The entry was meant to recall the gateway to campus of the early 20th century, when the train deposited students and visitors at Blair Hall, explains architect Demetri Porphyrios *80. In his design of the college, Porphyrios kept one eye on history and the other on the “humanist” experience of today’s Princeton. The Whitman campus unfolds on different levels, with each structure taking an individual identity while contributing to “a community of buildings, like a family,” he says. Moldings may look the same from a distance, but look more closely, and you see that they are different — “like people’s faces.”

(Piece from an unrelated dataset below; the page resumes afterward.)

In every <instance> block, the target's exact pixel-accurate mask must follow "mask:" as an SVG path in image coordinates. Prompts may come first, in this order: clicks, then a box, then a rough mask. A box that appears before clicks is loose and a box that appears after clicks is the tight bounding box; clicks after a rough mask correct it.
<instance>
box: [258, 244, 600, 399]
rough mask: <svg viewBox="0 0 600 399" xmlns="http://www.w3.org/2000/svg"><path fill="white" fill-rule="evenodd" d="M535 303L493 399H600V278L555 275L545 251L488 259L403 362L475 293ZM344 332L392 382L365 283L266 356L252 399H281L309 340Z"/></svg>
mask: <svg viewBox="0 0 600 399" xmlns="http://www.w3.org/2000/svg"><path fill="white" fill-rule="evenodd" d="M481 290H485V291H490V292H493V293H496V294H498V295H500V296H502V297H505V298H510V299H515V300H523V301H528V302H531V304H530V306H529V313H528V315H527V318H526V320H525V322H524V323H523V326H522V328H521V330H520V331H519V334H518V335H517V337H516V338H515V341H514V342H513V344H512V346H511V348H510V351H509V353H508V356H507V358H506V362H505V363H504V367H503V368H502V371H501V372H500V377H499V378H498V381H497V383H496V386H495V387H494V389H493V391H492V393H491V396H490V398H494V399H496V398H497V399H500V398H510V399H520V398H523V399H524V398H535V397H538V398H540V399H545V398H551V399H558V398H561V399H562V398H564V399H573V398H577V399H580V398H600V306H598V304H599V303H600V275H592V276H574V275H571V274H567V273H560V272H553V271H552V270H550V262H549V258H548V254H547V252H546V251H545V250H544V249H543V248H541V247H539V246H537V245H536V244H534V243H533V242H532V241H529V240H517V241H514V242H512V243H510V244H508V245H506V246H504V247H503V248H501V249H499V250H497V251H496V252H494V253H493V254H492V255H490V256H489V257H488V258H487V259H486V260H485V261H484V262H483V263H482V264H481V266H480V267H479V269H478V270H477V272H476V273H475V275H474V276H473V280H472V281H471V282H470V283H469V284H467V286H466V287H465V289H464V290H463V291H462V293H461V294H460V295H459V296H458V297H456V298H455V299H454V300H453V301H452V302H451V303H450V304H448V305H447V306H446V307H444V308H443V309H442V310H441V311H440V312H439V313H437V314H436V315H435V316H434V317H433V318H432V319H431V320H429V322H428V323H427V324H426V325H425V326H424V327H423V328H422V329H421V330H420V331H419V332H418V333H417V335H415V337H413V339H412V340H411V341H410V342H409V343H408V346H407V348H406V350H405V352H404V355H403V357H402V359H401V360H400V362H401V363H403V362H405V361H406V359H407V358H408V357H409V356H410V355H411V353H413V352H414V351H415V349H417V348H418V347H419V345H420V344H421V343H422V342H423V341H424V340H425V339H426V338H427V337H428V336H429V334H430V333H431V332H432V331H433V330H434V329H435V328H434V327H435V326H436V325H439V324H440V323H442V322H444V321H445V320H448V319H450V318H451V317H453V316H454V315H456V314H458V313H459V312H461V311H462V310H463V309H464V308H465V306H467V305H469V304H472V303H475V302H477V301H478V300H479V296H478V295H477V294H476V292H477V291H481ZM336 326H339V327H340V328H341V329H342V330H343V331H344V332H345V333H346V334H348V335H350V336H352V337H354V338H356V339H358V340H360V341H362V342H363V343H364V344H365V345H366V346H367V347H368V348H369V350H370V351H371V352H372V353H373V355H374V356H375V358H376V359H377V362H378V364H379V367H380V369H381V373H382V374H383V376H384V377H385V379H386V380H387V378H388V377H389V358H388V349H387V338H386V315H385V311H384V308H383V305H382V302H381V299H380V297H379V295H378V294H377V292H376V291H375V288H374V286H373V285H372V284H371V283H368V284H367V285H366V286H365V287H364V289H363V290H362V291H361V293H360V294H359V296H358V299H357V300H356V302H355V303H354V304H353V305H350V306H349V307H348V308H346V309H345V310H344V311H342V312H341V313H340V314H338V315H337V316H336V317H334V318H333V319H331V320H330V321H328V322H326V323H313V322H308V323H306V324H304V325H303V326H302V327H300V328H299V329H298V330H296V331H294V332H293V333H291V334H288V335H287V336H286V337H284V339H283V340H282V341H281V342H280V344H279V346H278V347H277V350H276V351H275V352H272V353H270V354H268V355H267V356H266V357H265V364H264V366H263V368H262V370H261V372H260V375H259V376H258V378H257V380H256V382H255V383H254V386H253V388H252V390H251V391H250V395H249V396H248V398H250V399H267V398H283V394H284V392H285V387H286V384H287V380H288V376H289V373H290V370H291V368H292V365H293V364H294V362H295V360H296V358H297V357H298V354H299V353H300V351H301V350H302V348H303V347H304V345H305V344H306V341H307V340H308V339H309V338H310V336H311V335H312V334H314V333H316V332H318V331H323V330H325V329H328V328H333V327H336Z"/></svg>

Since September, about 500 students have called Whitman College home, living in some of the most-desired suites on campus. Students stream into Whitman’s innovative dining hall and meet for seminars in rooms that mix the convenience of the new with the old-style warmth of fireplaces and oak paneling. Porphyrios says he designed the spaces, indoors and out, to encourage conversation and casual encounters.
The eastern side of the college takes in Mazo Green, an expansive lawn that links Whitman to the larger University. It’s a majestic view — and a symbolic one, says its architect. “It’s a very important vista,” Porphyrios explains. “With open arms, it says: I am Whitman. Please come in. The gates are open.”